Solving \(4x^2 - 12x + 13 < 8\), we get:

\((2x - 3)^2 + 4 < 8\)

\((2x - 3)^2 < 4\)

\(-2 < 2x - 3 < 2\)

\(\frac{1}{2} < x < 2\frac{1}{2}\)

Thus, the least \(p = \frac{1}{2}\) and the greatest \(q = 2\frac{1}{2}\).

(c) To find \(gf(x)\), substitute \(g(x) = 3x + 1\) into \(f(x)\):

\(gf(x) = f(g(x)) = f(3x + 1)\)

\(gf(x) = 4(3x + 1)^2 - 12(3x + 1) + 13\)

\(gf(x) = 4(9x^2 + 6x + 1) - 36x - 12 + 13\)

\(gf(x) = 36x^2 + 24x + 4 - 36x - 12 + 13\)

\(gf(x) = 12x^2 - 36x + 40\)

(i) To find \(fg(x)\), multiply \(f(x)\) and \(g(x)\):

\(fg(x) = \left( \frac{4}{x} - 2 \right) \cdot \frac{4}{5x + 2}\).

Simplify:

\(fg(x) = \frac{4}{x} \cdot \frac{4}{5x + 2} - 2 \cdot \frac{4}{5x + 2}\).

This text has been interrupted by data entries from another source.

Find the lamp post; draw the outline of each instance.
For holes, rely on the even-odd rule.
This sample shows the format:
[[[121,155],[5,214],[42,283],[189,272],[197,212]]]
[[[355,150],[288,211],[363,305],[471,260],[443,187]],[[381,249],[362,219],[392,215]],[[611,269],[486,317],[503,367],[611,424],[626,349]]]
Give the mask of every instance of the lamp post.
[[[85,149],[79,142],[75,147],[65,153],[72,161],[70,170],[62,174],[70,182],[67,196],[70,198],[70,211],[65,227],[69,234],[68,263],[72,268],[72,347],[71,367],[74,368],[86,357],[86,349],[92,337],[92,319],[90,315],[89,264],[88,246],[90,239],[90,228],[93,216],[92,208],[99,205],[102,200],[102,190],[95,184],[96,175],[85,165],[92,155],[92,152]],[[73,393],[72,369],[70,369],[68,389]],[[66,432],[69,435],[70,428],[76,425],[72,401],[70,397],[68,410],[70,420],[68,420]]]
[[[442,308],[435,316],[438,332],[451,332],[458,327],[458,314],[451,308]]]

\(fg(x) = \frac{16}{x(5x + 2)} - \frac{8}{5x + 2}\).

Combine the fractions:

\(fg(x) = \frac{16 - 8x}{x(5x + 2)}\).

Further simplification gives \(fg(x) = 5x\).

The range of \(fg\) is \(y \geq 0\).

(ii) To find \(g^{-1}(x)\), start with \(y = \frac{4}{5x + 2}\).

Solve for \(x\):

\(y(5x + 2) = 4\).

\(5xy + 2y = 4\).

\(5xy = 4 - 2y\).

\(x = \frac{4 - 2y}{5y}\).

Thus, \(g^{-1}(x) = \frac{4 - 2x}{5x}\).

The domain of \(g^{-1}\) is \(0 < x \leq 2\).